Sixth-grader Thomas Early curiously tore open a tiny cellophane bag, pulled out the paper-weight green leaves inside and gingerly bit into them.
"Ooooh, it's salty, tastes like fish," he said with a grimace. Then he took another bite out of the seaweed. "Hey, I'm getting used to it."
Bearing seaweed and sweet rice cakes, Los Angeles School Board President Warren Furutani, delivered a gentle lesson in cultural and racial tolerance Tuesday to 25 South Los Angeles sixth-graders who were unwittingly thrust into the limelight in February when their drawings and letters--including several depicting anti-Japanese sentiments--were held up by Mayor Tom Bradley as a symbol of Japan-bashing.
"This is not an effort to punish these students," Furutani said of his unusual classroom visit at 66th Street Elementary School. "This is about understanding. I don't think the intent of any of these kids was to Japan-bash. I think they were reflecting a lot of the sentiment that is out there."
In the aftermath of the riots, Furutani and other school officials say they have stepped up efforts to develop programs that encourage racial sensitivity among both students and teachers.
The students' letters and drawings were mailed to Bradley and county Supervisor Gloria Molina as part of a current events assignment. Their teacher, Clarissa Roberson, had lectured about the local furor over the Los Angeles County Transportation Commission's plan to allow a Japanese firm to build trains for the Metro Green Line.
One drawing said "Americans, yes! Japanese, No! Vote Again! Before the Japanese Bomb the U.S.A. again." Another showed a figure, apparently an American, kicking another person with slanted eyes.
During a February speech, Bradley displayed one of the pictures as he denounced the wave of Japan-bashing that emerged after the commission decided to award the Green Line contract to Japanese-owned Sumimoto Corp. The commission later canceled the contract.
"I worry that teachers, parents and televised politicians have thoughtlessly planted the seeds of hatred in young minds," Bradley said during the Feb. 13 speech. "I fear that these seeds will grow and that our youngsters will turn against all Americans of Japanese ancestry."
But Roberson said she does not believe the children intended to make racist comments, and speculated that their drawings reflected neighborhood tensions between some black and Latino residents and Korean merchants, whom they may have confused with Japanese-Americans.
And because the community has such high unemployment, the children also understand the importance of preserving job opportunities here, she said.
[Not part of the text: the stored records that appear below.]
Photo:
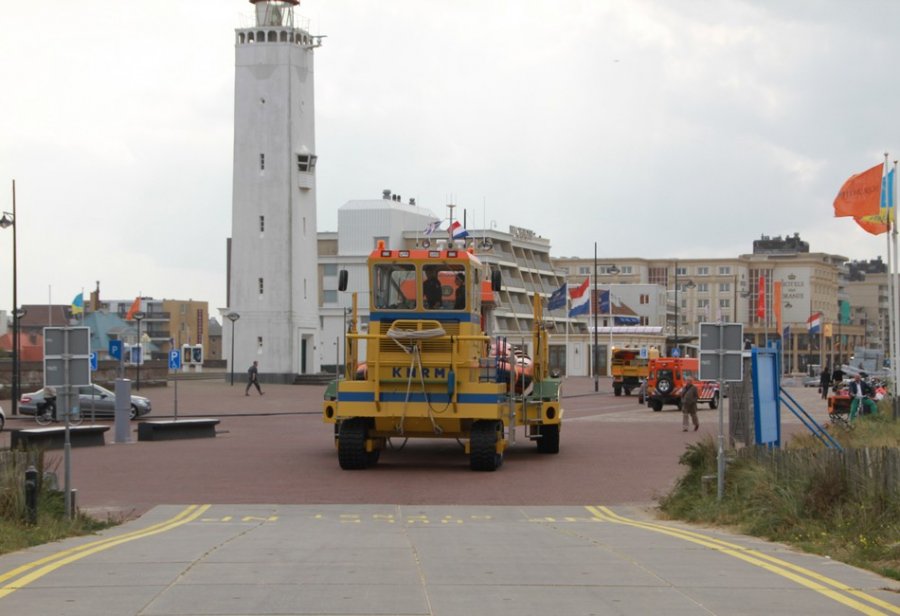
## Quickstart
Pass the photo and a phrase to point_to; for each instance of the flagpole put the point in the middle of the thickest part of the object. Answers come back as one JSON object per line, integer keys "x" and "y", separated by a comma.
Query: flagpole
{"x": 892, "y": 275}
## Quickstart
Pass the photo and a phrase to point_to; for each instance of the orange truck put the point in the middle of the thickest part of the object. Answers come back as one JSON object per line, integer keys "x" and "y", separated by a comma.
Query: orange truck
{"x": 628, "y": 369}
{"x": 666, "y": 380}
Roberson had talked with her students about the need for Americans to be competitive in the work force and stressed the importance of writing letters to elected officials to peacefully protest. Roberson said she reviewed the letters, but did not see the drawings that were to be included in the package.
After Bradley publicized the letters, Furutani and other school board members received numerous calls from angry Japanese-Americans. Molina also visited the class, which is mostly Latino, to address the controversy.
Assistant Principal Judy Franks said administrators reviewed Roberson's lecture and were satisfied that she had explained both sides of a controversial issue. Several of the teacher's colleagues and Furutani said they applaud her effort to challenge her students to think about difficult political issues.
"This issue was hot and I'm pleased she elicited responses from students," Furutani said. "Obviously it wasn't a controlled response and she did not attempt to censor them."
The school board president, one of the highest ranking Japanese-American politicians in the nation, used food and a world map to drive home his message of understanding racial diversity.
Pointing to Japan and showing how it is surrounded by the ocean, he urged the youngsters to think about why Japanese would eat seaweed, and prodded them to try it before passing judgment on its taste.
"When we see something and don't know or understand what it is, sometimes you think you won't like it, you start to prejudge it," he said. "Sometimes it can even happen with people."
After asking students to point out the countries where they and their families were born, the classroom map was dotted from Israel to Central America to Argentina.
"In Los Angeles people from all over the world have to live together," Furutani said. "Before you decide whether you like someone or not you have to try and get to know them."
One Latino boy chuckled when he realized that he was a second-generation American, or a Nisei in Japanese culture. Others were surprised to learn that Cinco de Mayo is Children's Day in Japan.
Jimmy Tokeshi, regional director of the Japanese American Citizens League, welcomed Furutani's lesson, even months after the political debate.
"In the aftermath of the riots it's important that we keep pressing the notion that playing to racial emotions is a very divisive means to meet political objectives," Tokeshi said. "It's unfortunate when kids get caught up in it."